Holcus mollis, gewoonlijk fluwelen gras of kruipend zacht gras genoemd, is een rechtopstaand, zich verspreidend, rhizomateus gras dat typisch een mat van gebladerte vormt van 6-8 "lang. Beschikt over smalle groene bladen (tot 1/2" breed). Paars-witte bloemaren verschijnen in de zomer en worden gevolgd door niet-opvallende zaadpluimen. De algemene namen van dit gras verwijzen naar de zachte textuur van de bladen.
Geslachtsnaam komt van de Griekse naam voor een soort graan.
Specifiek epitheton betekent zacht.
'Albovariegatus' heeft bont blad met groene centrale strepen en witte randen.

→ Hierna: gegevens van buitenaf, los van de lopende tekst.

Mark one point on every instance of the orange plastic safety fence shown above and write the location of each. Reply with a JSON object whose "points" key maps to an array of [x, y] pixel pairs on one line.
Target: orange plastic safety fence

Meerjarige kruidachtige wortelstokplant tot 50 cm hoog. Wortelstokken bevinden zich in de grond op een diepte van ongeveer 5 cm, soms is de essentie dieper. De wortelstokgroei vindt plaats van mei tot november, maar is het meest intens van half juni tot half juli. Er zijn veel slapende knoppen op de wortelstok, die zich pas ontwikkelen als de wortelstok beschadigd is, maar wanneer deze door deze knoppen wordt beschadigd, geeft de plant nieuwe grondscheuten. Het deel van de stengels dat zich het dichtst bij de grond bevindt is bruinrood. Bladloze stengels licht behaard, maar hebben 4-7 knopen met veel haren. Bladscheden omringen de stengel van achteren, ze zijn glad of nauwelijks behaard. Ligulae zijn vliezig, gekarteld aan de randen, stomp, 1-5 mm lang. Het blad is puntig en kan 4-20 cm lang en tot 12 mm breed worden. Het is plat, grijsgroen, licht behaard of naakt.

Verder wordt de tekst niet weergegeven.